Les chartes des Templiers et Hospitaliers de 1160 et 1182
Ces chartes sont, on l'a dit, toutes deux apocryphes. Celle en faveur des Templiers, qui indique que le duc Conan IV leur reconnaît la libre possession de tous leurs biens dans le duché, sans qu'ils aient à acquitter de coutumes et de rentes, est datée de 1182, bien que le duc, intronisé en 1156, soit mort en 1168. Ces chartes ne sont connues que par des copies, la plus ancienne étant de 1312 pour celle en faveur des Hospitaliers. Ces copies sont souvent fautives, particulièrement s'agissant des Templiers. Les chartes proprement dites n'auraient été rédigées qu'à la fin du XIIIème siècle.

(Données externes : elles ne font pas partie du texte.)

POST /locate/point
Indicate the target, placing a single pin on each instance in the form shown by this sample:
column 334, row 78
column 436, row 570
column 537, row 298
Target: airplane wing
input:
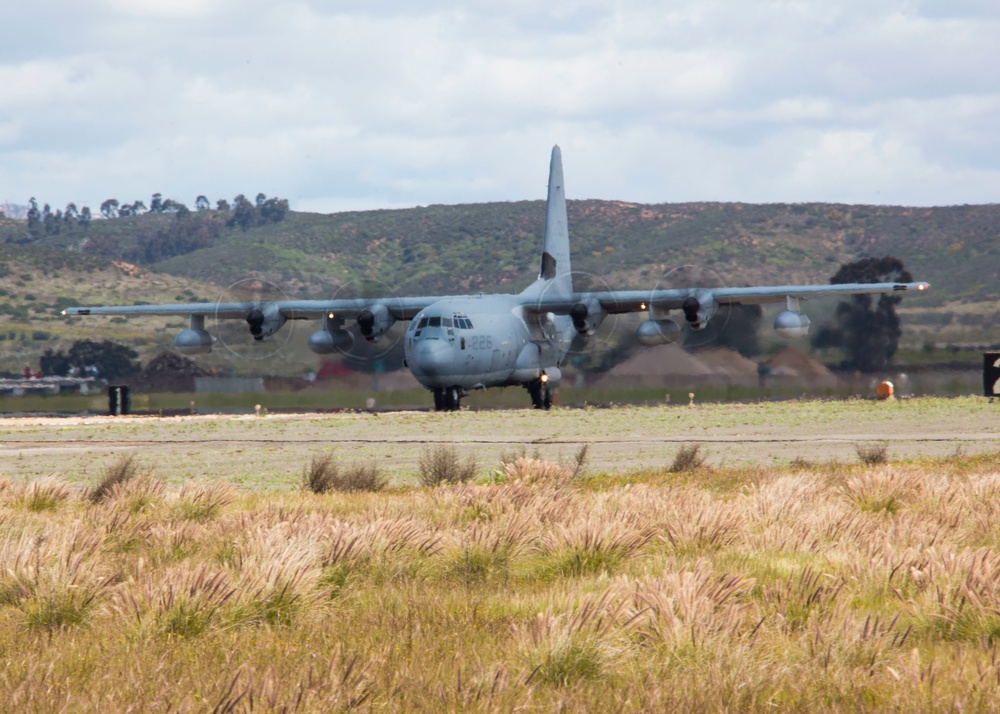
column 621, row 301
column 699, row 304
column 399, row 308
column 374, row 317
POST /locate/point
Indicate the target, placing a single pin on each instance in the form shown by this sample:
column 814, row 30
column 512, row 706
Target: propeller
column 247, row 338
column 363, row 354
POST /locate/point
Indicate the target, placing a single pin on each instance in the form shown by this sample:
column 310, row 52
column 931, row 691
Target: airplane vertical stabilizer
column 555, row 268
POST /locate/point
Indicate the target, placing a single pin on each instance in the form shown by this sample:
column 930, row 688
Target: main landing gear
column 448, row 399
column 541, row 393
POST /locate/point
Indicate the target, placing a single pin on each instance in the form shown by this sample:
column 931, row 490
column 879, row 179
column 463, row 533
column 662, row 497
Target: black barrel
column 119, row 400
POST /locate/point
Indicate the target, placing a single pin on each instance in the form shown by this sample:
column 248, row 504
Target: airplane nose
column 432, row 357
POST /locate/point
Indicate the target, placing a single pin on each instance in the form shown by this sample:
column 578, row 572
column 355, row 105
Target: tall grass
column 844, row 588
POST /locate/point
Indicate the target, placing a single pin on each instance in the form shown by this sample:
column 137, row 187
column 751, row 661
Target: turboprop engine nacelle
column 658, row 332
column 332, row 337
column 587, row 316
column 374, row 322
column 790, row 324
column 264, row 321
column 698, row 309
column 194, row 340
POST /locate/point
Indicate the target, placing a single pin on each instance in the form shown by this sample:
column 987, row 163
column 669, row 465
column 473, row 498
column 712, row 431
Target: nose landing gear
column 448, row 399
column 541, row 393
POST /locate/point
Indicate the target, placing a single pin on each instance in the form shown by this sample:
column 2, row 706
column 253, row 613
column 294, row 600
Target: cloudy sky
column 358, row 104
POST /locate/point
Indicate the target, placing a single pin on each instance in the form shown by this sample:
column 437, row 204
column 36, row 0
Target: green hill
column 483, row 247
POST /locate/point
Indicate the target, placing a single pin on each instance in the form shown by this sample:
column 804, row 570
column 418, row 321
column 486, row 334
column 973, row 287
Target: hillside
column 487, row 247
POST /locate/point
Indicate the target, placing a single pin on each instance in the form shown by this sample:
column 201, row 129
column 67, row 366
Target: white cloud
column 385, row 104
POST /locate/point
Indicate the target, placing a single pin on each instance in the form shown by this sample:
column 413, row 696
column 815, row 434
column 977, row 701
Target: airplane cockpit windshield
column 430, row 325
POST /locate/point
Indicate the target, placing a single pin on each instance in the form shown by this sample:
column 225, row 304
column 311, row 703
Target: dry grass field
column 714, row 558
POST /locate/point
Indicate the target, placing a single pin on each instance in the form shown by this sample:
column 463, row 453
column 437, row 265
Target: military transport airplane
column 456, row 343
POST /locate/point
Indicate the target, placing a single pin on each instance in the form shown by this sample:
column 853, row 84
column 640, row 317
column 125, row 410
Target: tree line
column 242, row 213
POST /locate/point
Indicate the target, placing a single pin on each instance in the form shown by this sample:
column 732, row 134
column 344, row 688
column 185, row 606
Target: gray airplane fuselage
column 485, row 341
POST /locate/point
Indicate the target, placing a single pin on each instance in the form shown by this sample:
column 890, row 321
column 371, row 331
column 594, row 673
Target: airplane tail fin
column 555, row 269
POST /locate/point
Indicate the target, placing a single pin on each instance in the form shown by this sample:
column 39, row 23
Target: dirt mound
column 793, row 365
column 169, row 372
column 671, row 366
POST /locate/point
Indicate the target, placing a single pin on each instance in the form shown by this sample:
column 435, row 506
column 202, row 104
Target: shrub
column 441, row 464
column 873, row 453
column 324, row 474
column 688, row 458
column 122, row 470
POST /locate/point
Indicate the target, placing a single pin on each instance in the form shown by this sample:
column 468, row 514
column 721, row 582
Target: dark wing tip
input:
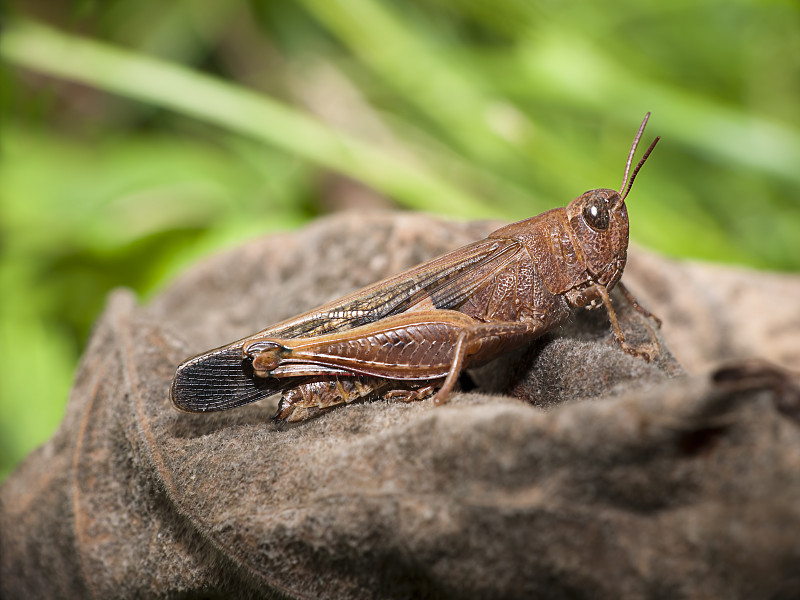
column 218, row 380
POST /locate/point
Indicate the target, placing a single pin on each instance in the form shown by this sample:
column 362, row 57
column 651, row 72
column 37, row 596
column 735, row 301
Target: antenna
column 630, row 159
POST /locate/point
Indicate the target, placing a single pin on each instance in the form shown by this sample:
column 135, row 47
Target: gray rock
column 572, row 470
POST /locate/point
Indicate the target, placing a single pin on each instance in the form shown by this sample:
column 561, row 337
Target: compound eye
column 595, row 214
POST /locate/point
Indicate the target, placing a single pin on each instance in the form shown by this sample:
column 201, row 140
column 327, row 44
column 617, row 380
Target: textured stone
column 571, row 470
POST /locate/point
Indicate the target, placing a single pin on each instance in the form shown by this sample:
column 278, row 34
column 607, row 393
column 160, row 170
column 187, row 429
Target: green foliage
column 172, row 129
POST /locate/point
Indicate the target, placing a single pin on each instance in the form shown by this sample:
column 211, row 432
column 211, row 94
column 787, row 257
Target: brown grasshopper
column 409, row 334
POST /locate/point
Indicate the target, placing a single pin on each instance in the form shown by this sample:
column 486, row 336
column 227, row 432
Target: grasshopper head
column 599, row 220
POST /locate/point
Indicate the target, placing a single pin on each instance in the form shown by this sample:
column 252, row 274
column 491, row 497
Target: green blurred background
column 140, row 136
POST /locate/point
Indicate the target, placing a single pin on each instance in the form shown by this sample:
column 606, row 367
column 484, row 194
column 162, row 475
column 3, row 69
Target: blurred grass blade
column 398, row 51
column 566, row 66
column 111, row 69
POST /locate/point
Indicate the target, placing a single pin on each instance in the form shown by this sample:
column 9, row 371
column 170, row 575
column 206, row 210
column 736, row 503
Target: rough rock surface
column 572, row 470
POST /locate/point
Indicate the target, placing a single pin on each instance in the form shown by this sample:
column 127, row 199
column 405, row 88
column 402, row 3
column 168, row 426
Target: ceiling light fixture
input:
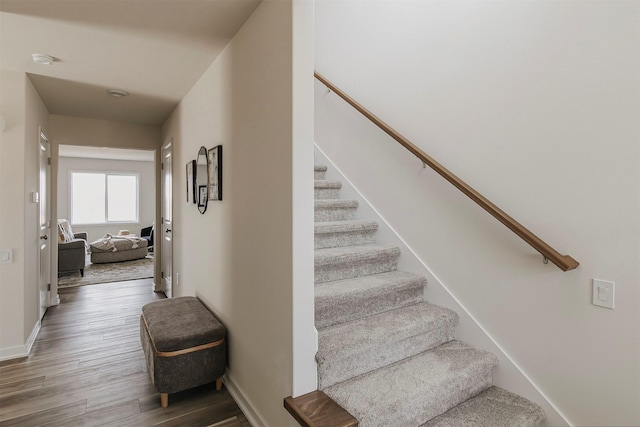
column 117, row 93
column 41, row 59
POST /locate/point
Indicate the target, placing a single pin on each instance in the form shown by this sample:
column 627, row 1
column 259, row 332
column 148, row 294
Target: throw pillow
column 64, row 231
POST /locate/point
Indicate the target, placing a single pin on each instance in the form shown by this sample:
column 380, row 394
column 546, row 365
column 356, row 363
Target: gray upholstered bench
column 184, row 345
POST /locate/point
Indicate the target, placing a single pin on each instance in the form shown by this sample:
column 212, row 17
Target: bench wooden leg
column 164, row 400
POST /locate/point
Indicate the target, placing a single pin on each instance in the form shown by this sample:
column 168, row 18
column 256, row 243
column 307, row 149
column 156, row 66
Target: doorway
column 110, row 195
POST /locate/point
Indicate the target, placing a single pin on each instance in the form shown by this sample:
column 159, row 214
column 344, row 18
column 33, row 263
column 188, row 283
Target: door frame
column 165, row 151
column 45, row 231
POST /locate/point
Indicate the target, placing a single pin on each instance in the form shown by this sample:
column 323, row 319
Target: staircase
column 385, row 355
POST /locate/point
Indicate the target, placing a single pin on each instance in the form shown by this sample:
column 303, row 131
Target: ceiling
column 105, row 153
column 154, row 49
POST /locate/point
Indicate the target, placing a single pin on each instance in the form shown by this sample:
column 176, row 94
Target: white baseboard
column 21, row 350
column 244, row 404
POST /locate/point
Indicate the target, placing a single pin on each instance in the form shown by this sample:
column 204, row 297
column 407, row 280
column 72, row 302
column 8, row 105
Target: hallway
column 87, row 368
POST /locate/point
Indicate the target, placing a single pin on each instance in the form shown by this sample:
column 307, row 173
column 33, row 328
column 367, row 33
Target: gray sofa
column 72, row 255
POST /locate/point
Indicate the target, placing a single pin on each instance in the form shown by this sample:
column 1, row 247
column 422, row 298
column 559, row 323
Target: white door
column 44, row 223
column 165, row 231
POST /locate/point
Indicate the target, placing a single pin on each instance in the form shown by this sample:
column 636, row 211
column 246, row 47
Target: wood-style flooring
column 87, row 368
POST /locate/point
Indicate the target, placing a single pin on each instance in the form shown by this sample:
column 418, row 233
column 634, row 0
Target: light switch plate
column 6, row 256
column 603, row 293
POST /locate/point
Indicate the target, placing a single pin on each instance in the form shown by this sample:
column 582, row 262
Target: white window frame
column 106, row 196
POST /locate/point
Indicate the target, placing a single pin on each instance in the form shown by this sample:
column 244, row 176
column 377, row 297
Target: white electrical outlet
column 603, row 293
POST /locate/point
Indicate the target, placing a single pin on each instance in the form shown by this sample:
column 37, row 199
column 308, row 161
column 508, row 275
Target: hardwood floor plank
column 52, row 414
column 205, row 416
column 87, row 368
column 21, row 385
column 105, row 416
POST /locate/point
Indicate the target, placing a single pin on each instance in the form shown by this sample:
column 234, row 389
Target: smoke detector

Si tel est le cas, force est néanmoins d'admettre que des documents antérieurs y ont été mis en oeuvre. Ainsi relève-t-on, dans la charte de 1182, la forme Heenan pour désigner Hénansal (22), conforme aux graphies Henan en 1163, Henant en 1177. Or c'est entre 1177 et 1198 que se situe le démembrement de l'ancienne paroisse de Henan, partagée entre Hénansal et Hénanbihen. C'est en 1198 que l'on rencontre la première mention de Henan Bihan et en 1213, la première attestation de Henantsal, utilisée dès lors constamment.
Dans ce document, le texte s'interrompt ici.